In part 1 of this blog series, we have already outlined various reasons for health insurance companies rejecting the claims made by their clients (Click Here to go to part 1). In part 2, Student Cover focuses on providing the readers with remedies that are available to address the issue of claim rejection.
If a health insurance provider somehow either rejects the claim or denies all benefits, it is not the end of the road for the client. He has the right to appeal against the insurance company’s decision. If an appeal is properly made and if it is later found that the insurance company erred in either rejecting or denying insurance claim, they reverse their earlier decision and provide reimbursement for the treatment expenditure incurred to the client.
Before one appeals against rejection or denial, one must do the following:
1. CHECK THE REASON STATED FOR REJECTION OR DENIAL – Health insurance companies can’t deny benefits to clients just because they want to. It has to be based on certain and sound logic. Every health insurance company, while denying or rejecting the claim provides reason for such action. A client has the right to seek in writing the reason stated by the insurance company for its decision. Then, he or she must go through the stated reason and find out if it is justified or not. Claim could be denied or rejected due to incomplete documentation, treatment not covered by the policy or some other reason.
Note: Buyers of health plan are advised to contact their insurance provider to get detailed information about the reasons for denial/rejection of claims. Those who have purchased health insurance through Student Cover or its site www.intlstudentcover.com may contact us directly for any claim related queries. Student Cover assists students in claims and claims and all related processes free of cost.
2. GO THROUGH THE POLICY DOCUMENT – After getting the reason for denial or rejection, the next thing to do is to go through the policy document. A policy document clearly states the terms and conditions laid down by the insurance company. It has information pertaining to the claim process, the important deadlines, exclusions, conditions for denial etc. One must read each and every paragraph carefully to understand the reason behind denial or rejection of the claim.
3. IDENTIFY THE CONTRADICTIONS IF ANY – The appeal has a high probability of acceptance if the denial or rejection is in direct contradiction of the provision of the rules, terms and conditions laid down by the health insurance company. For example, if a rule states that the health insurance company will cover for a particular disease but the rejection or denial letter states the opposite, he or she can appeal against it.
THE APPEAL PROCESS
Each health insurance company provides detailed instructions with regard to filing an appeal against its decision. One should either check their website or call the customer care number to get the instructions including the deadline for filing an appeal.
1. CALL THE HEALTH INSURANCE COMPANY – Almost all health insurance companies have dedicated departments and executives to deal with insurance claim and related grievances. The first step towards an appeal is to call the customer care number and ask the executive about the detailed process involved in formally registering an appeal.
2. GATHER ALL RECORDS AND DOCUMENTS – In case the claim was denied or rejected due to insufficient documentation or error, it is essential to gather the documents that were not submitted last time. One is also advised to call up the hospital and seek any document that was essential for claim but was not provided by the hospital. If there was coding error on part of the physician or hospital, it should be rectified.
3. SEND A DETAILED APPEAL LETTER WITH SUPPORTING DOCUMENTS – Whether to send an email or a snail mail depends on what the health insurance provider instructs the customer to do. However, the appeal letter should be straight forward and highlight the reasons why the claim should be accepted. One should provide supporting documents in order to strengthen the case.

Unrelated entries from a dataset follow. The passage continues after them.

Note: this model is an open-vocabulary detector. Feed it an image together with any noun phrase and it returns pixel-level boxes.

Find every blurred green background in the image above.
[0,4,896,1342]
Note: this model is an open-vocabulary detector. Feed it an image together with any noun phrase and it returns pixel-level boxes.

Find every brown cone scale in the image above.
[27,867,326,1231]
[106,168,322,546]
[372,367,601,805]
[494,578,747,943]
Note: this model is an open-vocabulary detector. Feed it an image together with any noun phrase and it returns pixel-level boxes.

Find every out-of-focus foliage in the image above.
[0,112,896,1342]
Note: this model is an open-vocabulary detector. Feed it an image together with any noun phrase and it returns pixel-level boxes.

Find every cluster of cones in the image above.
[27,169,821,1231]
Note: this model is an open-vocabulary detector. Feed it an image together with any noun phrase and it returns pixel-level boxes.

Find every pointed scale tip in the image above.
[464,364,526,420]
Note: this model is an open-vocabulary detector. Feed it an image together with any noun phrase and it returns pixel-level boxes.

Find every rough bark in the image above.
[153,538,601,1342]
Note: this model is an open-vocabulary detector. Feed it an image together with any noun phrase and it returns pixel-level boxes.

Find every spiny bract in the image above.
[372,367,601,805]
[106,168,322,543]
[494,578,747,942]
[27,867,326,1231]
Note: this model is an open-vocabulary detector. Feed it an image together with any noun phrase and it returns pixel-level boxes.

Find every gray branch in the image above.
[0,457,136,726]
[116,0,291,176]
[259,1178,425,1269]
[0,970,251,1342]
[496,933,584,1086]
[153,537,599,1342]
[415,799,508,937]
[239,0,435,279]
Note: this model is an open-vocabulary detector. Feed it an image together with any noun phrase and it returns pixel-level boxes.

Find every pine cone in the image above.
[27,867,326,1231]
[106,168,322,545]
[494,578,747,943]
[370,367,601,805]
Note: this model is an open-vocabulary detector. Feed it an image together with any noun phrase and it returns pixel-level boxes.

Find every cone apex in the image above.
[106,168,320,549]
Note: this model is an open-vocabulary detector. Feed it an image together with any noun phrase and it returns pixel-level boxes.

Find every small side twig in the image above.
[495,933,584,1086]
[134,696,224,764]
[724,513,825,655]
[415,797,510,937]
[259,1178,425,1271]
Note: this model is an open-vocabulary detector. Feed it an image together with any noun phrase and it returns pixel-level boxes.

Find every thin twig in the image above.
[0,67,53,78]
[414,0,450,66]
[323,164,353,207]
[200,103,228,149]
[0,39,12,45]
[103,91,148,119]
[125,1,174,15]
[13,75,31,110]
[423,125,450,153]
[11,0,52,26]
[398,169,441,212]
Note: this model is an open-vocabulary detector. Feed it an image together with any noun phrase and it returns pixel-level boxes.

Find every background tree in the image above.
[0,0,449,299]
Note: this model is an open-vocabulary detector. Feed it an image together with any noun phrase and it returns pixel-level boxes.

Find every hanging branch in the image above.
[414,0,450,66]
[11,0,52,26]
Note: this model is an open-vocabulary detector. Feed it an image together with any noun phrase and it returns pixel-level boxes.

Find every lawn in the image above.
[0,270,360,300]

In the appeal letter an insured can also demand a review of the claim. One can demand either internal or external review.
a. Internal Review – In this review, the health insurance company goes through the claim and the appeal made by the insured person and conducts and free and fair review of its decision to reject or deny the claim.
b. External Review – In this review, an independent third party gets to review the health insurance company’s decision and reach a conclusion whether it was fair or unfair on part of the company to reject or deny the claim. The health insurance company, in this case, no longer has the right to decide on the outcome of the review and hence, on whether to accept or reject/deny of the claim.
4. FOLLOW UP – One the appeal is filed, it usually takes some time for the health insurance company to provide information on the final outcome of the appeal. One should regularly follow-up with the health insurance provider and find out the latest development in the case.
LET’S WRAP UP!
Rejection or denial of health insurance is not the end of the road for the insured. He or she has the right to appeal against the company’s decision. In order to ensure that the appeal leads to positive result, one should go through the reason provided by the company for rejection or denial, compare it with rules, regulations, terms and conditions of the policy document and find if the company has erred in taking decision. One should then call the health insurance company, file a formal appeal and follow-up on it.
Disclaimer: The content of the blog is based on personal research of the write. Readers’ discretion is advised. Neither Student Cover nor the write will be held responsible for any wrongful interpretation of the content of this blog.